Budget 2026: an equation with three unknowns
To avoid the double penalty (political instability and debt-related mistrust), the executive must secure a framework: deficit 4.7–5.0% target clearly announced as a goal, procedure respected (submission no later than early/mid-October, 70 days of review), and clear signal on pensions (choice + funding). The markets will react as much to the method as to the figure. Tonight, at 8 PM, Sébastien Lecornu will have to arbitrate between politics and budget arithmetic: say what is negotiable and what is not. This is where the credibility of Budget 2026 is at stake.

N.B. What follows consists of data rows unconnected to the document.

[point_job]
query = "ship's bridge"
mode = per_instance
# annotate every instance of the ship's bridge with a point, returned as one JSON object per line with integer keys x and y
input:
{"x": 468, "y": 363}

At Matignon, Sébastien Lecornu, resigning prime minister, completes in 48 hours consultations with PS, Ecologists, and PCF before reporting to the Élysée, this Wednesday, October 8, then at the 8 PM news on France 2. The goal is to create a framework for Budget 2026 with a targeted deficit between 4.7 and 5% of GDP. Additionally, a solution on pensions is sought to avoid a parliamentary deadlock. This would also prevent market volatility and a dissolution scenario.